DEM Analysis of Lithium Ion Battery Electrode Structures Under Different Calendering Conditions
This work was produced by Dr Ruihuan Ge, Postdoctoral Research Associate at The University of Sheffield, as part of the NEXTRODE project funded by the FARADAY Institution.
Lithium-ion batteries are widely used as energy storage devices. However, the relationships between manufacturing parameters, electrode microstructure, and subsequent battery performance are not well understood. The electrodes contain many different materials, spanning different phases, including active material (AM) particles, carbon binder domain (CBD), and the pore space in-between. This is where our NEXTRODE project (run at the University of Sheffield and funded by the Faraday Institution [1]), comes into play as it sheds light into the next generation lithium-ion battery electrode manufacturing and microstructure design.
Let us imagine two very large rollers (usually 50-200mm radius) that compact a very thin electrode (usually 50-200μm thickness). This is an essential step in manufacturing lithium-ion battery electrodes, which is called CALENDERING! During calendering, the electrodes are compressed to tailor the electrode porosity and improve the battery performance. During this process complex physical property changes occur that we don’t yet understand; hence numerical modelling of the calendering process is gaining much attention. However, the high-fidelity simulation of battery microstructure evolution during calendering has been demonstrated to be an important but still challenging task.
In our recently published work [2], Discrete Element Method (DEM) with a bonded particle model was used to investigate the evolution of electrode microstructure under varying calendering conditions. For the first time, using accurately defined structural properties, DEM simulations of electrode calendering are validated using X-ray tomographic data. As shown in Figure 1, a subdomain of NMC 333 electrode structure was chosen from the database [3] and imported into DEM simulations. Inter-particle bonds were generated between AM particles to describe the mechanical response of the CBD phase within electrode structures (Figure 1 c).
Figure 1 Electrode structure generation used in DEM.
Electrode structural properties including porosity distribution, specific surface area and tortuosity factors were studied and compared with corresponding tomography scans. The porosity changes in DEM simulations were found to be in good agreement with the experimental data from tomography scans at respective stress levels (Figure 2 a). Calendering can affect the particle contact distributions and stress distributions within an electrode. As shown in Figure 2 (b), contact force chains are formed and more homogeneous inter-particle contacts can be generated with increased calendering levels. The transport properties are further evaluated and shown in Figure 2 (c). Tortuosity is an important parameter as it links the morphology of the pore space of a lithium-ion battery to the effective transportation of the ions. In other words, tortuosity regulates the charging of the battery. For evaluating the tortuosity factor, the pendular ring-shaped CBD phase was generated. For the first time, the results show the tortuosity of a calendered electrode can be predicted by combining DEM simulation and a binder phase generation algorithm (Figure 2 c).

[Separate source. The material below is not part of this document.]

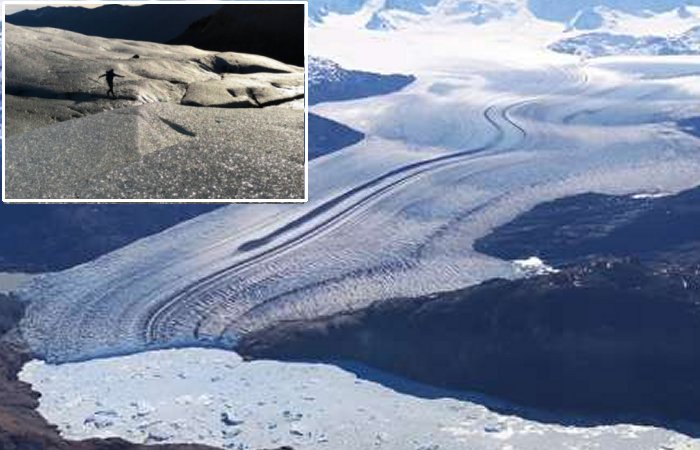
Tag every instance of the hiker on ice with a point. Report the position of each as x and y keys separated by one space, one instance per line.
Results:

Figure 2 Mechanical and transport property analysis by DEM.
Our research work demonstrates, for the first time, the feasibility of combining X-ray tomography and DEM to analyse electrode structure evolution during calendering. This offers the opportunity to optimise electrode structures with desired mechanical and transport properties in the future. By using Altair EDEM, our research group is demystifying the complex physical properties of battery electrodes during manufacturing, e.g., elastic-plastic mechanical properties, and non-spherical shape effect.
This newly published paper is accessible to all and can be downloaded through the following link: https://www.sciencedirect.com/science/article/pii/S0032591022002601.
References
[1] https://nextrode.web.ox.ac.uk/home.
[2] Ge, R., Cumming, D.J. and Smith, R.M., 2022. Discrete element method (DEM) analysis of lithium ion battery electrode structures from X-ray tomography-the effect of calendering conditions. Powder Technology, 403, p.117366.
[3] Ebner, M., Geldmacher, F., Marone, F., Stampanoni, M. and Wood, V., 2013. X‐ray tomography of porous, transition metal oxide based lithium ion battery electrodes. Advanced Energy Materials, 3(7), pp.845-850.